Reading these inputs in addition to the outputs from the first scenario workshop is really quite illuminating and helpful in getting the big picture of the problems and challenges facing each of the three countries.
One of our biggest concerns in the EPIC team is developing climate smart agricultural investment plans that can generate effective and needed change in each country. To do that we are focussing on identifying key “delivery mechanisms” that need to be supported- and this dialogue is very relevant to identifying what those might look like. For example, I’ve been struck by comments for all three countries about the importance of educating and engaging young people as a key means of strengthening current and future capacity to effect change. Likewise, the importance of addressing and reversing natural resource degradation and depletion has come up in the dialogue for all three countries – although here it is less clear what actions are likely to be feasible and effective. We also see that in all three countries there is considerable concern about increasing the effectiveness of institutions to support change – but there are considerable differences in what might be the best solution here.
Comments on Zambia
In many ways the Zambia dialogue reflects the same issues as Malawi (good governance is key to determining the future but difficult to achieve) but the situation in the country is quite different because Zambia is a richer country that has had higher levels of economic growth. The lack of allocation of public resources to smallholder agriculture and particularly needed infrastructure seems very important, as is the issue of weak/poor governance of the private sector. It seems that better management and governance of the mining sector could actually be important to achieving effective CSA implementation in the country, but it is difficult to envision how this might be reflected in a Zambian CSA investment proposal. Is there any possible link between better management of the mining sector and CSA development that could be built into an investment proposal? What would that look like? As with Malawi, in Zambia the question of whether to focus on government vs. civil society as the main implementer comes up – which is more likely to be an effective way of supporting CSA development?
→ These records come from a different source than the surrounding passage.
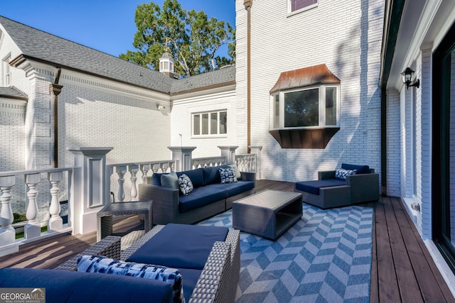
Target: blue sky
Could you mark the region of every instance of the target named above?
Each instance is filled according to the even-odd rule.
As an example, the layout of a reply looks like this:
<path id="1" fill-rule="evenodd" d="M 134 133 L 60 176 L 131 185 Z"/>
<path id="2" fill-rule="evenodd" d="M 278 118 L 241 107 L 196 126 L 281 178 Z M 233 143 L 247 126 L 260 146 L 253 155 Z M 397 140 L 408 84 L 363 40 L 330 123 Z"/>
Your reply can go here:
<path id="1" fill-rule="evenodd" d="M 164 0 L 153 2 L 162 6 Z M 118 56 L 134 50 L 138 0 L 0 0 L 0 15 Z M 179 0 L 183 9 L 204 11 L 235 26 L 235 0 Z M 223 50 L 223 52 L 225 50 Z M 225 53 L 219 55 L 225 55 Z"/>

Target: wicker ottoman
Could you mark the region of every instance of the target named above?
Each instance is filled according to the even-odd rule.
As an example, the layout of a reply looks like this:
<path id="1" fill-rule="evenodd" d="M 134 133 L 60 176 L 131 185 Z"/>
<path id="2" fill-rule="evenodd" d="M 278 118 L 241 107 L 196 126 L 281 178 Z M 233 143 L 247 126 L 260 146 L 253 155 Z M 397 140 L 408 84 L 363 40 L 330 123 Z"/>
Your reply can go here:
<path id="1" fill-rule="evenodd" d="M 232 204 L 232 227 L 276 240 L 302 214 L 301 194 L 265 190 Z"/>
<path id="2" fill-rule="evenodd" d="M 97 241 L 112 234 L 112 216 L 144 214 L 144 229 L 151 229 L 151 201 L 111 203 L 97 214 Z"/>

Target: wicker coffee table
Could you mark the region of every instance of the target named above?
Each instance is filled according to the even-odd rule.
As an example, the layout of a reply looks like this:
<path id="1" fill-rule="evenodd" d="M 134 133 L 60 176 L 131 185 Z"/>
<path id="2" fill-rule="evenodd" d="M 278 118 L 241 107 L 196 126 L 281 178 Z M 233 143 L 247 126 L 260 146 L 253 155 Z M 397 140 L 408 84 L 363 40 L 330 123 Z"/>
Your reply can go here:
<path id="1" fill-rule="evenodd" d="M 232 204 L 232 227 L 276 240 L 302 214 L 301 194 L 265 190 Z"/>
<path id="2" fill-rule="evenodd" d="M 111 203 L 97 214 L 97 241 L 112 234 L 112 216 L 144 214 L 144 229 L 151 229 L 151 201 Z"/>

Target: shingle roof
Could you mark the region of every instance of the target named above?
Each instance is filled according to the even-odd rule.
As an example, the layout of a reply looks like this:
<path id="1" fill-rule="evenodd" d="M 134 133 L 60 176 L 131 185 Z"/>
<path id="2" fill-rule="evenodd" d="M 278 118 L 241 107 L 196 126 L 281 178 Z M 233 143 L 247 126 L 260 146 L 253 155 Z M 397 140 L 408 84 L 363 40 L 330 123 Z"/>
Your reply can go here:
<path id="1" fill-rule="evenodd" d="M 235 79 L 235 72 L 228 72 L 224 69 L 188 79 L 175 79 L 159 72 L 130 63 L 1 16 L 0 23 L 26 57 L 155 91 L 175 93 Z M 208 74 L 215 76 L 209 76 Z M 201 77 L 203 75 L 205 76 Z"/>
<path id="2" fill-rule="evenodd" d="M 15 87 L 0 87 L 0 97 L 4 97 L 10 99 L 18 99 L 20 100 L 28 100 L 28 97 L 16 89 Z"/>

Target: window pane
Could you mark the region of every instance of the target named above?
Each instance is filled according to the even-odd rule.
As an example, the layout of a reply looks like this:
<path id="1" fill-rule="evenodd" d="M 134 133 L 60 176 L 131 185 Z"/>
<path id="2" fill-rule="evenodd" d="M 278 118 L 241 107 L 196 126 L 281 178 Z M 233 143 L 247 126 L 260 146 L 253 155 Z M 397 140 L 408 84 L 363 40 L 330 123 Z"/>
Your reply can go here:
<path id="1" fill-rule="evenodd" d="M 275 95 L 273 127 L 274 128 L 279 128 L 279 94 Z"/>
<path id="2" fill-rule="evenodd" d="M 210 114 L 210 134 L 216 135 L 218 133 L 218 113 Z"/>
<path id="3" fill-rule="evenodd" d="M 336 87 L 326 88 L 326 126 L 336 125 Z"/>
<path id="4" fill-rule="evenodd" d="M 208 114 L 202 114 L 202 134 L 208 135 Z"/>
<path id="5" fill-rule="evenodd" d="M 318 0 L 291 0 L 291 11 L 298 11 L 316 3 L 318 3 Z"/>
<path id="6" fill-rule="evenodd" d="M 220 112 L 220 133 L 228 133 L 228 112 Z"/>
<path id="7" fill-rule="evenodd" d="M 319 125 L 319 89 L 284 94 L 284 127 Z"/>
<path id="8" fill-rule="evenodd" d="M 194 115 L 193 116 L 193 134 L 200 135 L 200 115 Z"/>

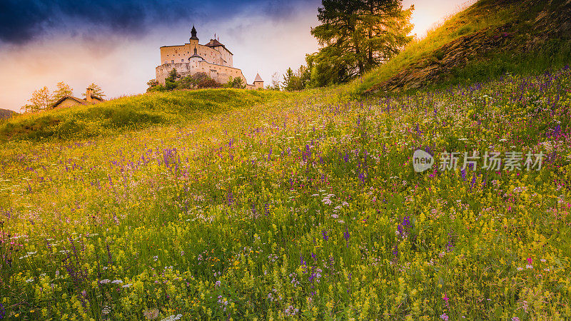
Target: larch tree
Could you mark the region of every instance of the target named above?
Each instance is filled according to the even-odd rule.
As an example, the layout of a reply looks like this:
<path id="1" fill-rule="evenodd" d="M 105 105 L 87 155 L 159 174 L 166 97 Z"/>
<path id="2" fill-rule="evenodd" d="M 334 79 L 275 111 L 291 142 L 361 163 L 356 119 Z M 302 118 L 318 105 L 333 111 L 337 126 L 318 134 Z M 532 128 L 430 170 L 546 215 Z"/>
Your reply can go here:
<path id="1" fill-rule="evenodd" d="M 402 0 L 322 0 L 321 6 L 321 24 L 311 29 L 322 47 L 312 57 L 317 86 L 363 75 L 412 40 L 414 6 L 403 10 Z"/>

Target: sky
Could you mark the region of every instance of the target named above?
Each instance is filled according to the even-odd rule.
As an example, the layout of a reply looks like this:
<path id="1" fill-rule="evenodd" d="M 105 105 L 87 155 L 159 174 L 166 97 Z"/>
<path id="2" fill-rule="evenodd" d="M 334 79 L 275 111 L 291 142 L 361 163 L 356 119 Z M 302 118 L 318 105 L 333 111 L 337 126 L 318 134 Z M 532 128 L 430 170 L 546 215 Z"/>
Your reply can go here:
<path id="1" fill-rule="evenodd" d="M 422 37 L 466 0 L 414 4 L 413 34 Z M 91 83 L 107 98 L 144 93 L 161 46 L 201 44 L 216 33 L 251 83 L 305 63 L 318 45 L 319 0 L 0 0 L 0 108 L 19 111 L 31 93 L 64 81 L 81 97 Z"/>

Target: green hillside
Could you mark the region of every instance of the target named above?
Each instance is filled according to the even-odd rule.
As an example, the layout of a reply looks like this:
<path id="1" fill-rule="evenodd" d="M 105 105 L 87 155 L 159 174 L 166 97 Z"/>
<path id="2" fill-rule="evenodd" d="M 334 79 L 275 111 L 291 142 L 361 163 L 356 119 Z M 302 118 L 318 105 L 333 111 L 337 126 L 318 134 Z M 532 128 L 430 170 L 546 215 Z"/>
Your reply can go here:
<path id="1" fill-rule="evenodd" d="M 480 1 L 363 82 L 146 94 L 0 125 L 0 318 L 570 319 L 562 56 L 507 59 L 508 74 L 478 69 L 500 56 L 477 51 L 420 89 L 381 90 L 439 48 L 487 44 L 478 32 L 515 25 L 524 3 L 535 26 L 567 6 Z M 417 148 L 434 158 L 422 173 Z"/>
<path id="2" fill-rule="evenodd" d="M 571 63 L 571 4 L 482 0 L 354 82 L 358 93 L 442 88 Z"/>
<path id="3" fill-rule="evenodd" d="M 272 91 L 201 89 L 124 97 L 96 105 L 26 114 L 0 124 L 0 141 L 85 139 L 153 126 L 186 123 L 197 117 L 287 99 Z"/>

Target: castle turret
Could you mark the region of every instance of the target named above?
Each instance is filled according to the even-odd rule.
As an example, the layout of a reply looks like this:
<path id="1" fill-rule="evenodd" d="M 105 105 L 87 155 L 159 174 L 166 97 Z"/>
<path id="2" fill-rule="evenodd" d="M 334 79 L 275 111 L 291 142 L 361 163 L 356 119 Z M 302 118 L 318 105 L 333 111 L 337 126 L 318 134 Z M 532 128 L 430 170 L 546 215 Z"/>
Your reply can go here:
<path id="1" fill-rule="evenodd" d="M 194 26 L 192 26 L 192 30 L 191 30 L 191 38 L 188 39 L 188 43 L 191 44 L 191 48 L 196 48 L 198 46 L 198 37 L 196 36 L 196 29 Z"/>
<path id="2" fill-rule="evenodd" d="M 254 87 L 256 89 L 263 88 L 263 81 L 262 80 L 262 77 L 260 77 L 259 73 L 256 74 L 256 78 L 254 79 Z"/>

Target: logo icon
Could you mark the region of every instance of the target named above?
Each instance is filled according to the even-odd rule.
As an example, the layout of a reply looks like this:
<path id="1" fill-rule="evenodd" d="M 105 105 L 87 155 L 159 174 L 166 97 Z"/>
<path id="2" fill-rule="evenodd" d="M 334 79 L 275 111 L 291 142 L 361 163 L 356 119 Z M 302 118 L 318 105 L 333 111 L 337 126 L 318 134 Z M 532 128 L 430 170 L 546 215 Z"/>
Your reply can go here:
<path id="1" fill-rule="evenodd" d="M 432 155 L 422 149 L 417 149 L 413 154 L 413 167 L 417 173 L 422 173 L 434 165 L 434 158 Z"/>

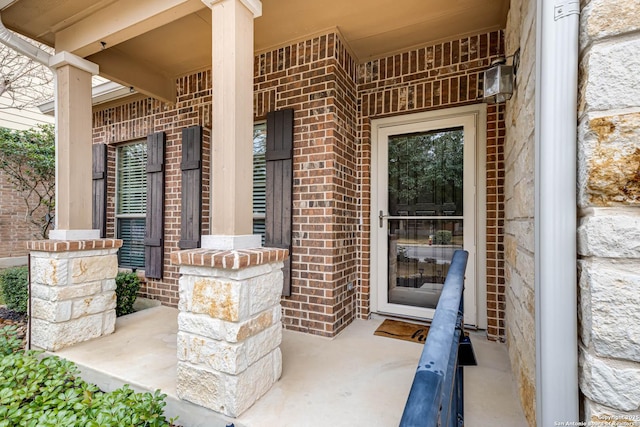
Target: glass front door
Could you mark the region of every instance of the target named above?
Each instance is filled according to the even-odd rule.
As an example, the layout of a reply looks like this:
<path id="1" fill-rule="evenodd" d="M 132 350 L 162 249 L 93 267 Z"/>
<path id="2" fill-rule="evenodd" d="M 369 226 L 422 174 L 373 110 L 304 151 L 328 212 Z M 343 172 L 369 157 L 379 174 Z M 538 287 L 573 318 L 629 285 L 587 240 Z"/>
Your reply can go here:
<path id="1" fill-rule="evenodd" d="M 453 252 L 475 248 L 474 116 L 383 127 L 377 141 L 378 311 L 429 319 Z"/>
<path id="2" fill-rule="evenodd" d="M 392 135 L 388 154 L 387 299 L 433 309 L 464 246 L 464 131 Z"/>

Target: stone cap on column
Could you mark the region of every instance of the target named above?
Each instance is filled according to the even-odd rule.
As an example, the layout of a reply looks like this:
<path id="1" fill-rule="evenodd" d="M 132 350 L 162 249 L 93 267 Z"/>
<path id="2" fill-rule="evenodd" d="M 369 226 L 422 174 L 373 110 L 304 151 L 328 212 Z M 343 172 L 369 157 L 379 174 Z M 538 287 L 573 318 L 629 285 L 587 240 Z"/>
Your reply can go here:
<path id="1" fill-rule="evenodd" d="M 188 249 L 171 254 L 175 265 L 211 267 L 225 270 L 239 270 L 257 265 L 282 262 L 289 256 L 287 249 L 256 248 L 238 250 Z"/>
<path id="2" fill-rule="evenodd" d="M 27 242 L 27 249 L 38 252 L 73 252 L 95 249 L 117 249 L 122 246 L 120 239 L 92 240 L 34 240 Z"/>

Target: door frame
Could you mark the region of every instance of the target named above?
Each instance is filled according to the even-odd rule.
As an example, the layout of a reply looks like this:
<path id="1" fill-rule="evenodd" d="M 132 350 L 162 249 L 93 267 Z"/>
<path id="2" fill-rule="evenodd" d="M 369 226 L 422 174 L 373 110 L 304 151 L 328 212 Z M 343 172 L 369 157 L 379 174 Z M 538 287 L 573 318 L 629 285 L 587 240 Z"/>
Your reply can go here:
<path id="1" fill-rule="evenodd" d="M 470 259 L 467 268 L 475 270 L 475 298 L 471 300 L 465 298 L 465 307 L 469 304 L 475 304 L 475 310 L 465 310 L 464 322 L 468 325 L 476 326 L 480 329 L 487 327 L 487 286 L 486 286 L 486 259 L 487 259 L 487 213 L 486 213 L 486 161 L 487 161 L 487 105 L 474 104 L 463 107 L 447 108 L 436 111 L 427 111 L 422 113 L 412 113 L 402 116 L 386 117 L 382 119 L 371 120 L 371 205 L 370 205 L 370 265 L 371 265 L 371 312 L 385 314 L 384 310 L 380 310 L 381 301 L 378 296 L 378 290 L 381 280 L 385 283 L 386 276 L 380 279 L 380 274 L 375 265 L 381 256 L 381 251 L 386 247 L 387 242 L 380 242 L 378 237 L 378 204 L 380 196 L 380 179 L 379 171 L 381 160 L 378 155 L 379 132 L 388 127 L 412 125 L 430 121 L 440 121 L 443 119 L 454 119 L 459 117 L 472 117 L 475 121 L 475 259 Z M 466 163 L 466 162 L 465 162 Z M 385 251 L 386 252 L 386 251 Z M 475 311 L 475 313 L 472 313 Z M 389 313 L 386 313 L 389 314 Z M 412 316 L 408 316 L 412 317 Z"/>

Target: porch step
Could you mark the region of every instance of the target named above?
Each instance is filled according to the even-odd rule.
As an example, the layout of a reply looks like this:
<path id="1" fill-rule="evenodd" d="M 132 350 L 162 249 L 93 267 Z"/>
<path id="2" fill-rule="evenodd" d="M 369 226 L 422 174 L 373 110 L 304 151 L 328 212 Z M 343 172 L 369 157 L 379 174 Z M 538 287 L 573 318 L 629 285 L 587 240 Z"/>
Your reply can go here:
<path id="1" fill-rule="evenodd" d="M 178 417 L 184 427 L 246 427 L 202 406 L 178 399 L 176 394 L 176 334 L 178 310 L 157 306 L 116 320 L 116 331 L 65 348 L 56 356 L 74 362 L 82 378 L 104 391 L 129 384 L 138 392 L 160 389 L 166 394 L 165 416 Z"/>

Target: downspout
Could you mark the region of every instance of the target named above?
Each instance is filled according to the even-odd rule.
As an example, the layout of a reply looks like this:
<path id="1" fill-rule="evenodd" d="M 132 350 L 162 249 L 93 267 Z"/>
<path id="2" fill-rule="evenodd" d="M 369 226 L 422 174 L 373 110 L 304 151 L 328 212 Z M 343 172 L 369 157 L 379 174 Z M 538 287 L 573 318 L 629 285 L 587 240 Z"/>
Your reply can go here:
<path id="1" fill-rule="evenodd" d="M 579 0 L 538 0 L 535 300 L 538 426 L 577 422 L 576 157 Z"/>

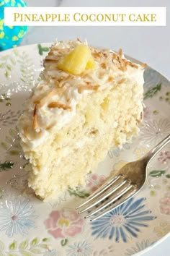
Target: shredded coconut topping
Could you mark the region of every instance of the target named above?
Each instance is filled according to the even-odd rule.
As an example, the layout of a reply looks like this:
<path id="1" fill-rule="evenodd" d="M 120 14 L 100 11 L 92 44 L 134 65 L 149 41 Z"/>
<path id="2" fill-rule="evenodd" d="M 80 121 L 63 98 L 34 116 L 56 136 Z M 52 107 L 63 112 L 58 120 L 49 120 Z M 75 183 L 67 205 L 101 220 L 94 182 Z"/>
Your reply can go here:
<path id="1" fill-rule="evenodd" d="M 57 42 L 52 46 L 44 61 L 42 81 L 33 89 L 27 103 L 27 110 L 20 118 L 19 127 L 22 127 L 25 141 L 30 141 L 30 137 L 32 142 L 32 138 L 35 142 L 40 140 L 53 127 L 58 130 L 61 129 L 76 114 L 76 104 L 84 95 L 113 87 L 128 77 L 143 82 L 141 74 L 146 64 L 138 65 L 127 60 L 122 49 L 115 53 L 90 47 L 95 68 L 85 69 L 79 75 L 58 69 L 57 64 L 61 56 L 68 54 L 77 45 L 84 43 L 86 42 L 78 39 Z"/>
A final issue arising from the responses to the dialogue for building the country CSA investment proposals is the importance of considering that there can be alternative futures in each country and that will have a big impact on the effectiveness of the CSA work. The question is then to structure the CSA investments so it can be effective under very different futures in the country – but that of course is very tricky! One thing I think likely to be effective under any plausible future is strong emphasis on youth education and training and so this should be given some emphasis in the proposals. Improving market governance and positive participation of the private sector seems a key issue in all countries as well, but of course this is more difficult to address through the channel of a CSA investment proposal. To what extent could and should a CSA investment plan facilitate better management of the mining sector in Zambia?
I think we have to be realistic about the role the CSA work and investment proposals can actually play in having a positive impact on larger issues of national development, we do need to think very carefully about the leverage the project and investments could have in promoting desirable future scenarios and be creative in building implementation structures that actually contribute to larger public goods such as effective market governance. More feedback on how this could be done in the specific context of Zambia would be very useful as we move forward in the CSA project work.